Von Rechtsanwalt Dr. Götz-Sebastian Hök


Zum Erwerb einer Immobilie im Zwangsversteigerungsverfahren

Einleitung

Derjenige, der in Frankreich ein Grundstück ersteigern will, stößt gegenüber dem deutschen Verfahren auf mannigfache Besonderheiten und ein sich entwickelndes Recht der Immobiliarvollstreckung. Das im Kern veraltete und sehr förmliche Vollstreckungsrecht und die Absicht, die Schuldner stärker schützen zu wollen, führten in den vergangenen Jahren zu mehrfachen, zum Teil gravierenden Gesetzesänderungen (1991, 1998)1)

1. Kann man in Frankreich ohne weiteres an einer Immobilienzwangsversteigerung teilnehmen?

Nein. Die Vollstreckung in Immobilien2) bedeutet den Beginn eines komplizierten und langwierigen Verfahrens. Zuständig ist das "Tribunal de Grande Instance". Örtlich zuständig ist das Gericht, in dessen Gerichtsbezirk die Immobilie belegen ist. Es herrscht Anwaltszwang. Der Vollstreckungsgläubiger, der Schuldner und die Bietinteressenten müssen sich anwaltlich vertreten lassen. Gebote von Personen, die anwaltlich nicht vertreten sind, werden als unwirksam übergangen.

2. Wie läuft das Versteigerungsverfahren ab?

Die Zwangsversteigerung ist mehrphasig ausgestaltet.
Die Immobiliarzwangsvollstreckung wird mit der Zustellung des "commandement valant saisie" an den Schuldner eröffnet.3) Die Eröffnung des Versteigerungsverfahrens wird im Grundbuch eingetragen.

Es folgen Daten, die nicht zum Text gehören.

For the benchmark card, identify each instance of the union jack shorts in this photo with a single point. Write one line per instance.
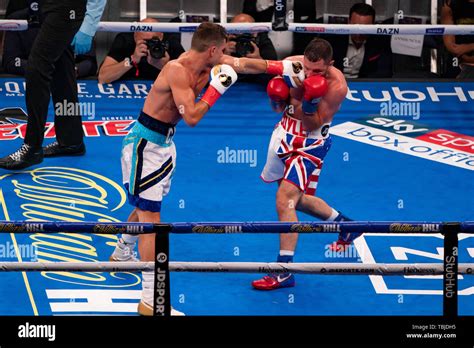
(295, 155)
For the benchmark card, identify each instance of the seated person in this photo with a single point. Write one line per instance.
(139, 55)
(14, 6)
(366, 56)
(255, 45)
(460, 46)
(17, 47)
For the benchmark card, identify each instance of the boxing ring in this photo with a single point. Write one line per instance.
(366, 174)
(162, 305)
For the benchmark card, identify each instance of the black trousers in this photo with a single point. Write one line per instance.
(51, 71)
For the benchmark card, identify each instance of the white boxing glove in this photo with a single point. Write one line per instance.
(222, 77)
(292, 72)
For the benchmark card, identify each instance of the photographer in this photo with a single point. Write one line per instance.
(257, 46)
(139, 55)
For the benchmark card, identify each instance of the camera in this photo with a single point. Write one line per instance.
(156, 47)
(243, 44)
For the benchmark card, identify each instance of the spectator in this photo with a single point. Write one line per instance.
(16, 5)
(18, 45)
(461, 46)
(257, 46)
(367, 56)
(130, 57)
(260, 10)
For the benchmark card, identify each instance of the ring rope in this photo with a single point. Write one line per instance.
(417, 227)
(240, 267)
(310, 28)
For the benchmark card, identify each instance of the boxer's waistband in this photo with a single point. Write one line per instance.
(295, 127)
(153, 130)
(155, 125)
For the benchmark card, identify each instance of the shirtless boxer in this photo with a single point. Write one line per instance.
(149, 154)
(298, 146)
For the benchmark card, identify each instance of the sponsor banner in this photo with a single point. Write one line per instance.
(403, 143)
(118, 128)
(397, 126)
(435, 31)
(450, 139)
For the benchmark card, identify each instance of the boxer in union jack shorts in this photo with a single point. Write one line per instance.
(299, 145)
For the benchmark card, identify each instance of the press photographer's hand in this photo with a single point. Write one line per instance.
(141, 50)
(158, 63)
(256, 52)
(230, 48)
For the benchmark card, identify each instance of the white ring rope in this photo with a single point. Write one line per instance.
(314, 28)
(239, 267)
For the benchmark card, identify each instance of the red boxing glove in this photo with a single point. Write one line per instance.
(278, 90)
(315, 87)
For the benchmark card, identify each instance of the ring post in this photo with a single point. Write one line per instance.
(280, 23)
(450, 273)
(162, 298)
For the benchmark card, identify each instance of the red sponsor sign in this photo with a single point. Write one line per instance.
(91, 129)
(449, 139)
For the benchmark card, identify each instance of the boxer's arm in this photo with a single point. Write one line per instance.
(184, 98)
(327, 108)
(245, 65)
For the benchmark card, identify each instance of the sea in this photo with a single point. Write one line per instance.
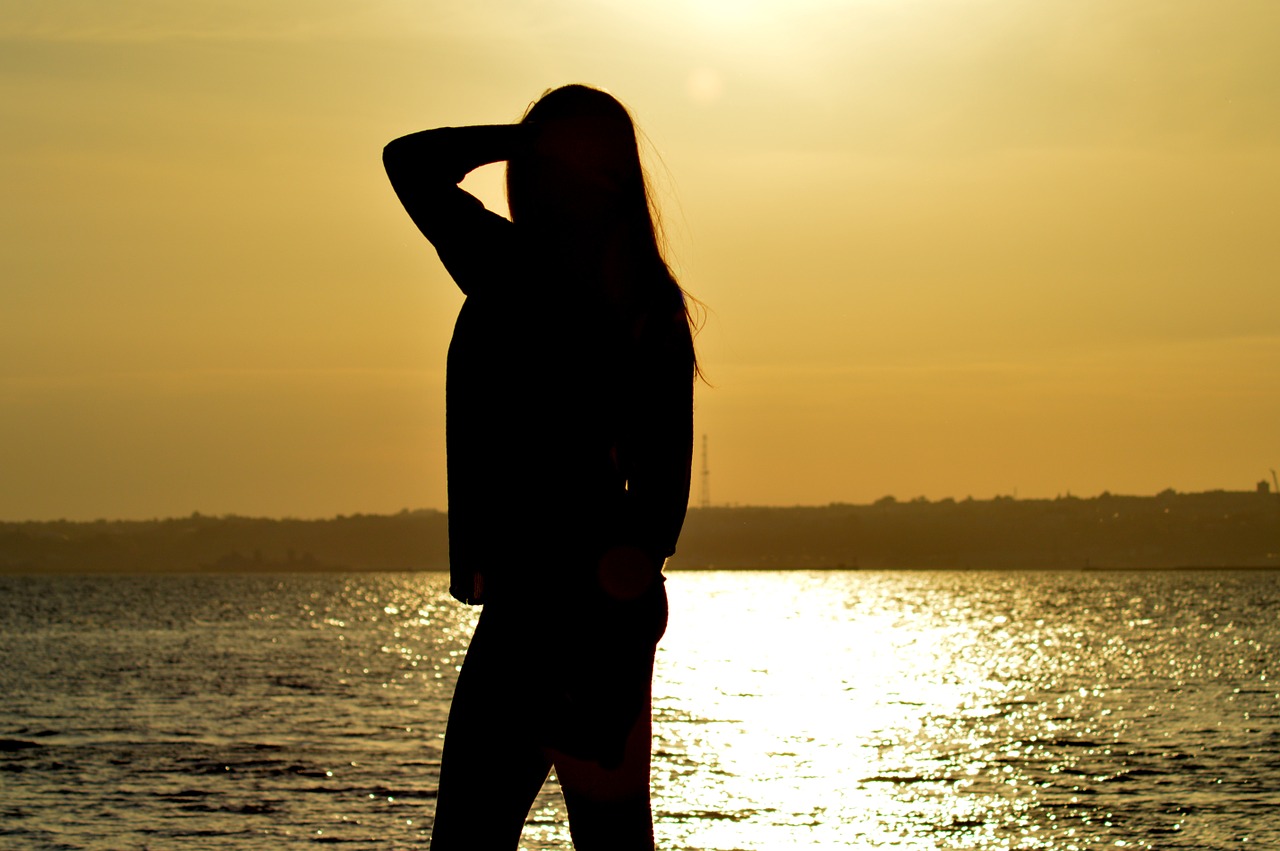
(792, 709)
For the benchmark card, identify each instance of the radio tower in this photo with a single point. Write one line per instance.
(704, 498)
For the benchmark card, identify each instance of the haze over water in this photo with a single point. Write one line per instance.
(794, 709)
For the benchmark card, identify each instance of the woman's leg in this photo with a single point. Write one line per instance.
(492, 767)
(608, 799)
(608, 808)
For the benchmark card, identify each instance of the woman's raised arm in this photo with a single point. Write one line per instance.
(425, 169)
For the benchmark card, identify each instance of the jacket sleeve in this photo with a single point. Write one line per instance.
(425, 168)
(657, 449)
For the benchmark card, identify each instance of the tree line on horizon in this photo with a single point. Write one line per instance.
(1215, 529)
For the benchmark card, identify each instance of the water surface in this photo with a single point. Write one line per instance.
(792, 709)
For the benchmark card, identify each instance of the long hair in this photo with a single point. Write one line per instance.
(583, 169)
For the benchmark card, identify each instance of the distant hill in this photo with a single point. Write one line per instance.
(1216, 529)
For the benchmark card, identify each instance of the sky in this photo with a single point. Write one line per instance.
(946, 247)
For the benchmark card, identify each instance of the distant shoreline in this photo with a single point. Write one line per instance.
(1214, 530)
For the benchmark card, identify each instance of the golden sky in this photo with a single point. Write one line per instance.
(949, 247)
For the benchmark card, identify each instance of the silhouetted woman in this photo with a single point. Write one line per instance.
(570, 433)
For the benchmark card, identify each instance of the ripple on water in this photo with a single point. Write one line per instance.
(877, 709)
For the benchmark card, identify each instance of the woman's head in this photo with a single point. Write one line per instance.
(581, 167)
(580, 186)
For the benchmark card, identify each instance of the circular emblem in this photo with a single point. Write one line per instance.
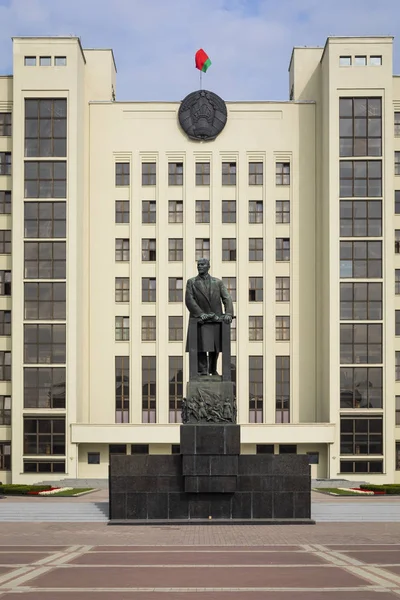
(202, 115)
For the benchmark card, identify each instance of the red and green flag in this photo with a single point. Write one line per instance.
(202, 61)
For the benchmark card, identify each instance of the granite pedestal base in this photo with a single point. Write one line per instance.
(210, 480)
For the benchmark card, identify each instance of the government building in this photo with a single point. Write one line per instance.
(105, 208)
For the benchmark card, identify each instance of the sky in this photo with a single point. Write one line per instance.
(154, 41)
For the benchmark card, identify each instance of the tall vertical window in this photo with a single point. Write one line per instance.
(122, 389)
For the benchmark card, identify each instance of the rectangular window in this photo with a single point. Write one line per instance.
(361, 435)
(360, 343)
(175, 249)
(44, 436)
(122, 211)
(46, 127)
(175, 289)
(202, 211)
(361, 301)
(175, 329)
(228, 173)
(121, 390)
(149, 389)
(282, 289)
(360, 126)
(361, 387)
(282, 389)
(256, 211)
(149, 289)
(256, 249)
(149, 330)
(44, 387)
(360, 178)
(256, 328)
(202, 173)
(122, 289)
(282, 174)
(360, 218)
(256, 174)
(44, 301)
(361, 260)
(149, 211)
(45, 219)
(45, 179)
(256, 393)
(175, 378)
(149, 173)
(175, 173)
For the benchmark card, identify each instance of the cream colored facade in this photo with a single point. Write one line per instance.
(302, 133)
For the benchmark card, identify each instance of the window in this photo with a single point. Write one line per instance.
(45, 219)
(282, 389)
(44, 436)
(149, 391)
(45, 260)
(361, 301)
(122, 328)
(175, 211)
(202, 211)
(361, 435)
(360, 178)
(44, 387)
(149, 173)
(175, 249)
(360, 218)
(256, 290)
(282, 249)
(5, 124)
(282, 173)
(256, 393)
(202, 173)
(121, 250)
(256, 211)
(149, 211)
(360, 126)
(45, 179)
(282, 289)
(360, 343)
(5, 456)
(121, 390)
(360, 259)
(175, 329)
(256, 174)
(5, 283)
(5, 163)
(361, 387)
(122, 289)
(44, 301)
(202, 248)
(175, 378)
(256, 328)
(46, 127)
(230, 284)
(122, 174)
(149, 253)
(229, 249)
(229, 211)
(44, 344)
(175, 173)
(175, 289)
(149, 328)
(149, 289)
(256, 249)
(228, 173)
(5, 203)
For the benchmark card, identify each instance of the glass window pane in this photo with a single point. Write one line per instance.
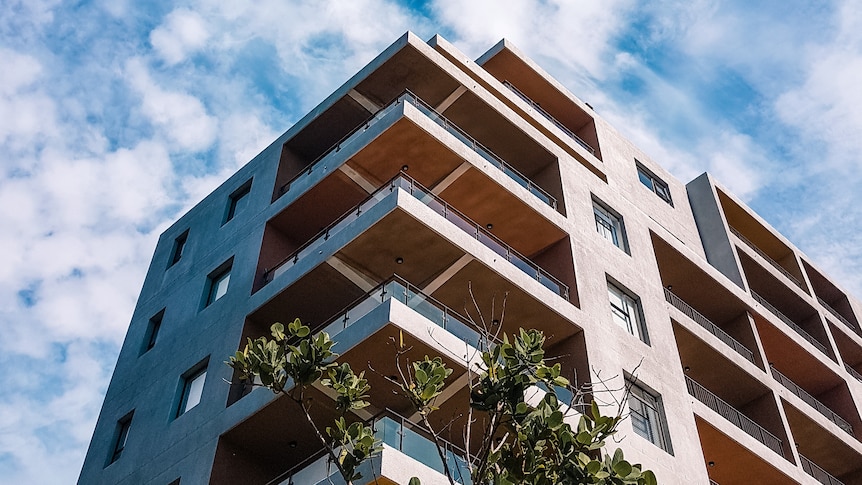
(194, 389)
(220, 286)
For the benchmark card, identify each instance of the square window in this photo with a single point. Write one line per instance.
(237, 201)
(179, 246)
(192, 388)
(654, 183)
(153, 328)
(121, 435)
(218, 283)
(626, 312)
(647, 416)
(609, 225)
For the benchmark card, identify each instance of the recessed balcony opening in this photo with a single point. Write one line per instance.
(406, 69)
(705, 301)
(498, 135)
(317, 138)
(761, 240)
(733, 462)
(375, 254)
(851, 352)
(820, 449)
(833, 300)
(545, 98)
(784, 304)
(806, 377)
(734, 393)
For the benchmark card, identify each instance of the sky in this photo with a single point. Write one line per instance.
(117, 116)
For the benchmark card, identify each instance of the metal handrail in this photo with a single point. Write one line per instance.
(549, 117)
(835, 313)
(482, 150)
(784, 318)
(811, 400)
(818, 473)
(425, 196)
(460, 134)
(704, 322)
(733, 415)
(405, 426)
(765, 256)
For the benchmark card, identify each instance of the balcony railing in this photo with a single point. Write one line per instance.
(396, 432)
(784, 318)
(427, 110)
(550, 118)
(811, 400)
(835, 313)
(422, 194)
(765, 256)
(818, 473)
(853, 372)
(731, 414)
(480, 149)
(704, 322)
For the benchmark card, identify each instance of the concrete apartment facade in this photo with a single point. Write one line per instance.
(426, 174)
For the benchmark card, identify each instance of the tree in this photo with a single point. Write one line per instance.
(521, 440)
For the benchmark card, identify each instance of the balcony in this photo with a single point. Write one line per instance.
(322, 162)
(818, 473)
(831, 298)
(396, 433)
(771, 261)
(835, 313)
(425, 196)
(784, 318)
(550, 118)
(738, 419)
(708, 325)
(812, 401)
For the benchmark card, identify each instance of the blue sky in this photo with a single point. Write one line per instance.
(116, 116)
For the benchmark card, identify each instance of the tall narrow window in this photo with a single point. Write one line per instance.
(610, 225)
(121, 435)
(654, 183)
(193, 386)
(237, 201)
(647, 416)
(218, 283)
(625, 311)
(153, 327)
(179, 246)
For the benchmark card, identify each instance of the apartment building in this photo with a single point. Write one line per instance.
(428, 176)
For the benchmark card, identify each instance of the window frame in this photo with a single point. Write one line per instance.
(654, 183)
(650, 413)
(121, 437)
(178, 248)
(220, 276)
(610, 222)
(630, 316)
(187, 388)
(235, 199)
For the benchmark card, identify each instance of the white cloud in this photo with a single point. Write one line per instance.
(576, 35)
(182, 34)
(181, 117)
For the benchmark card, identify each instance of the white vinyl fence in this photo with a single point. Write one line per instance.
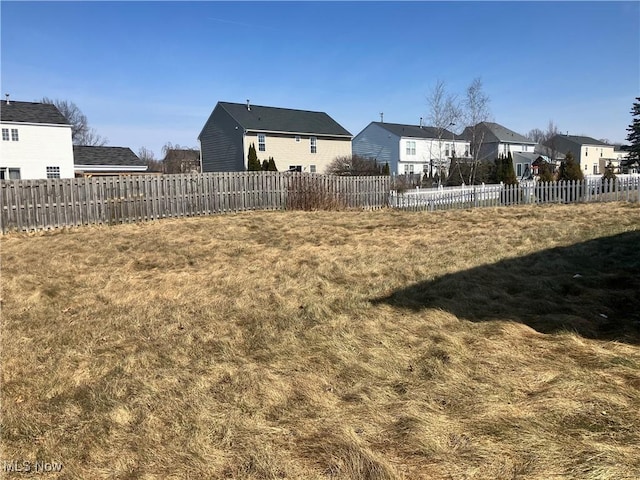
(623, 188)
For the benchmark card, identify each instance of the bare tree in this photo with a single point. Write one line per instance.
(148, 157)
(354, 165)
(81, 133)
(535, 135)
(546, 139)
(475, 110)
(179, 159)
(444, 112)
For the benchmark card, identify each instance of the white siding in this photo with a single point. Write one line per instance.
(38, 147)
(287, 152)
(376, 142)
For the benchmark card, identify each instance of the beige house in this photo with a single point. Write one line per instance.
(297, 140)
(592, 155)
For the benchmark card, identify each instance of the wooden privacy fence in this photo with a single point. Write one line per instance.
(588, 190)
(28, 205)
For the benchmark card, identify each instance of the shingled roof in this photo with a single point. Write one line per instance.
(117, 156)
(416, 131)
(31, 112)
(273, 119)
(496, 133)
(582, 140)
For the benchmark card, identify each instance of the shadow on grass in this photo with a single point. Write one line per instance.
(591, 288)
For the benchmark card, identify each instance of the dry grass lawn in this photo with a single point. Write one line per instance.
(498, 343)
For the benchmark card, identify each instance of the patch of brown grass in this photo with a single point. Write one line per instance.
(249, 346)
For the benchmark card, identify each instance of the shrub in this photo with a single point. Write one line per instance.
(253, 164)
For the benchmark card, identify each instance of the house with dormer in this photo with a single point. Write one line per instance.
(410, 149)
(36, 141)
(592, 155)
(491, 140)
(297, 140)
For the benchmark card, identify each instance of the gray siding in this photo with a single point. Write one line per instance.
(221, 143)
(376, 142)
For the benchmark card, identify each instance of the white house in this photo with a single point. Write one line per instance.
(298, 140)
(492, 140)
(36, 141)
(410, 148)
(592, 155)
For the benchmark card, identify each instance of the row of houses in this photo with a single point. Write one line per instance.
(36, 143)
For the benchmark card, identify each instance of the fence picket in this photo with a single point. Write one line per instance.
(28, 205)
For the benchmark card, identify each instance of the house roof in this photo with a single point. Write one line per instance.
(547, 151)
(529, 157)
(496, 133)
(416, 131)
(187, 154)
(581, 140)
(114, 156)
(31, 112)
(273, 119)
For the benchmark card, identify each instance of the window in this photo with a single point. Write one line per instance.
(9, 174)
(53, 172)
(411, 147)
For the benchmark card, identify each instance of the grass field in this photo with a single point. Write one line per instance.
(498, 343)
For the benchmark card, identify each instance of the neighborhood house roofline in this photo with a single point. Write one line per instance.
(255, 130)
(35, 124)
(416, 131)
(33, 113)
(111, 168)
(278, 120)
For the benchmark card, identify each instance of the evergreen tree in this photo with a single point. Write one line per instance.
(544, 172)
(253, 164)
(634, 134)
(509, 174)
(570, 169)
(609, 177)
(498, 170)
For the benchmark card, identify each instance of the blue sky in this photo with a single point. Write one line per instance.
(147, 73)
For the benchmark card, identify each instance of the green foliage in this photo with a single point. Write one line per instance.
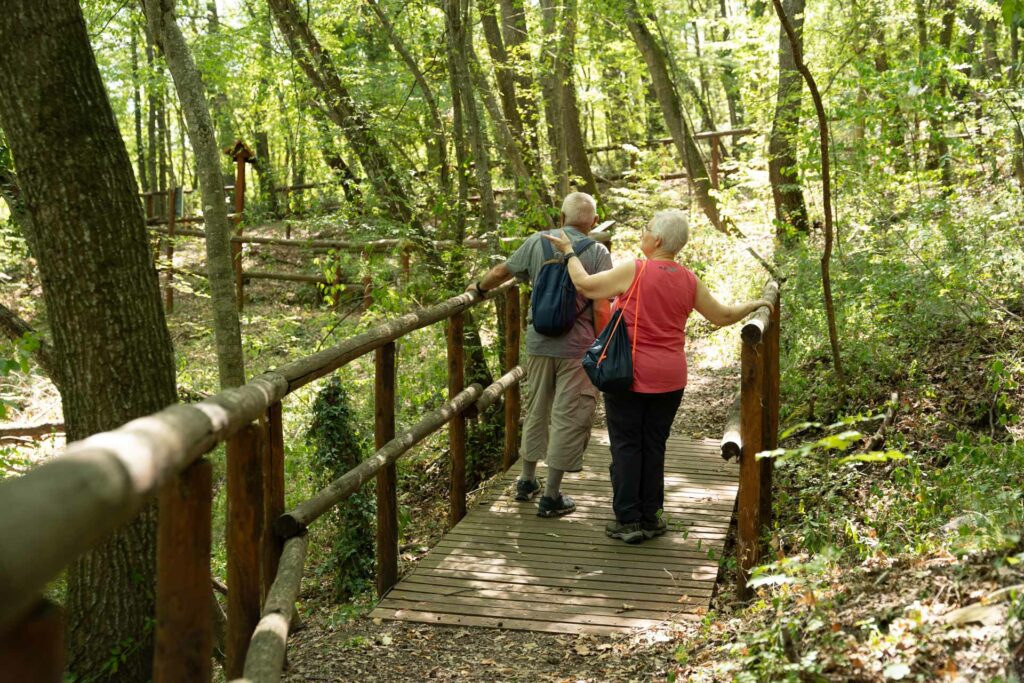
(338, 444)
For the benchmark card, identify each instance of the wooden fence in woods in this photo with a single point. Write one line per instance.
(752, 426)
(102, 481)
(168, 224)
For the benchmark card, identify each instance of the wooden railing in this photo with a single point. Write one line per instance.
(752, 426)
(74, 502)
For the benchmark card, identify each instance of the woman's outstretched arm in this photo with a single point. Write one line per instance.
(722, 314)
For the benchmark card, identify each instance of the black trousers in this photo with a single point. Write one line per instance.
(638, 427)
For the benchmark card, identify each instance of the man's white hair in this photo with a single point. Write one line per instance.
(672, 227)
(580, 209)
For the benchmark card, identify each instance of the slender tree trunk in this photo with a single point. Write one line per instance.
(151, 118)
(529, 184)
(654, 56)
(782, 171)
(99, 286)
(136, 105)
(192, 93)
(551, 77)
(1015, 75)
(576, 145)
(730, 82)
(440, 144)
(798, 56)
(342, 109)
(454, 36)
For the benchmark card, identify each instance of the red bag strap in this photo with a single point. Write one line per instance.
(633, 289)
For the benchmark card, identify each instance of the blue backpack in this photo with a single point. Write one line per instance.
(554, 297)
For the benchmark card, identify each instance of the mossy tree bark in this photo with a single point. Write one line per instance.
(100, 290)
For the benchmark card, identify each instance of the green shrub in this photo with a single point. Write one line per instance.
(338, 445)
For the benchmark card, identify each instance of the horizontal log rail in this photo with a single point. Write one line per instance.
(103, 480)
(666, 141)
(752, 427)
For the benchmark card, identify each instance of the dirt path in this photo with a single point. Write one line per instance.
(366, 649)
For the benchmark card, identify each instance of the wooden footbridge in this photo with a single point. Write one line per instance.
(500, 565)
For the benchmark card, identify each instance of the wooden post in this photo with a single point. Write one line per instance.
(771, 406)
(457, 426)
(245, 518)
(512, 396)
(171, 220)
(368, 283)
(387, 494)
(33, 650)
(183, 642)
(751, 428)
(407, 267)
(714, 161)
(273, 496)
(241, 154)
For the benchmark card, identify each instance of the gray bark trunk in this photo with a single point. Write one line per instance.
(192, 93)
(672, 112)
(99, 286)
(785, 188)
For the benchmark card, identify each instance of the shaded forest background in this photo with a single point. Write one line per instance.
(435, 122)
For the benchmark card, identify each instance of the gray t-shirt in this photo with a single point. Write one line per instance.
(525, 264)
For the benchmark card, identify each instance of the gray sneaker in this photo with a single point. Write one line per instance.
(525, 489)
(630, 531)
(654, 528)
(555, 507)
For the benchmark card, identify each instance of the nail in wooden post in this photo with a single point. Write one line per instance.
(387, 494)
(714, 161)
(512, 396)
(245, 519)
(171, 224)
(34, 649)
(273, 496)
(751, 426)
(183, 643)
(771, 406)
(457, 426)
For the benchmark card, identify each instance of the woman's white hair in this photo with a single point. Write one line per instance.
(672, 227)
(580, 209)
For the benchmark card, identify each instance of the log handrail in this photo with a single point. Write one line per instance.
(101, 481)
(752, 426)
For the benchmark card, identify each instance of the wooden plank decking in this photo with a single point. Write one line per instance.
(503, 566)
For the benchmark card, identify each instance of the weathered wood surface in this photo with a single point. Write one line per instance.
(266, 650)
(503, 566)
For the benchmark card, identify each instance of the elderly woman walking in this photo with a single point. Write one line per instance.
(659, 295)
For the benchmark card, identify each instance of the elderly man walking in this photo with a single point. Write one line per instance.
(561, 399)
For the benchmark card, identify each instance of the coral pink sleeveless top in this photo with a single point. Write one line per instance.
(664, 299)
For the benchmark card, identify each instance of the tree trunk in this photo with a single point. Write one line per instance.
(782, 171)
(530, 184)
(654, 56)
(576, 146)
(798, 59)
(440, 144)
(103, 305)
(730, 83)
(342, 109)
(136, 105)
(192, 94)
(551, 77)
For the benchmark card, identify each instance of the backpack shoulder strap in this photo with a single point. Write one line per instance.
(583, 245)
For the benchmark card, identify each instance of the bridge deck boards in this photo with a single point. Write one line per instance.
(503, 566)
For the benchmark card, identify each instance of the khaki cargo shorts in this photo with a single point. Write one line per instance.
(559, 412)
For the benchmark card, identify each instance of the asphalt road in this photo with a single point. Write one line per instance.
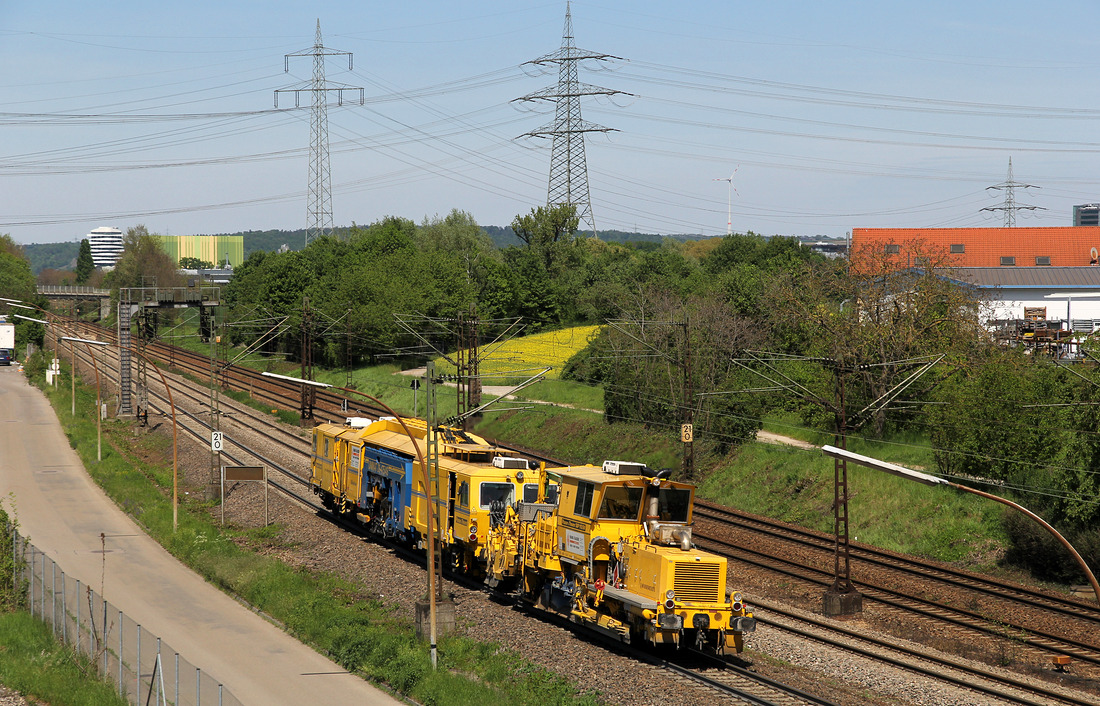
(63, 513)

Ist dem Eigentümer die Verfügungsgewalt über das Grundstück entzogen und die Publizität der Vollstreckungsanordnung hergestellt, kann in die Grundstücksverwertung eingetreten werden. Es schließt sich die Erarbeitung der Zwangsversteigerungsbedingungen an.
Zur Vorbereitung der Zwangsversteigerung (adjudication) wird zunächst ein Lastenverzeichnis (cahier des charges)4)angefertigt. Diese Aufgabe obliegt dem Rechtsanwalt des Vollstreckungsbetreibers. Das Lastenverzeichnis Lastenverzeichnis ist ein umfängliches Werk. Es legt die Versteigerungsbedingungen minutiös fest. Es gibt dem Interessenten entscheidende Informationen an die Hand. Es informiert insbesondere über:

 die Anordnung der Vollstreckung (commandement)
 die haftende Immobilie
 die Verkaufskonditionen (z.B. die Zahlungsmodalitäten, die Garantien, die der Bieter vorlegen muß, und den Umfang von Dienstbarkeiten (servitudes)5), die auf dem Grundstück lasten
 den Mindestverkaufspreis

Der Schuldner (Gepfändete) und die eingetragenen Gläubiger erhalten Gelegenheit, das "cahier des charges" einzusehen.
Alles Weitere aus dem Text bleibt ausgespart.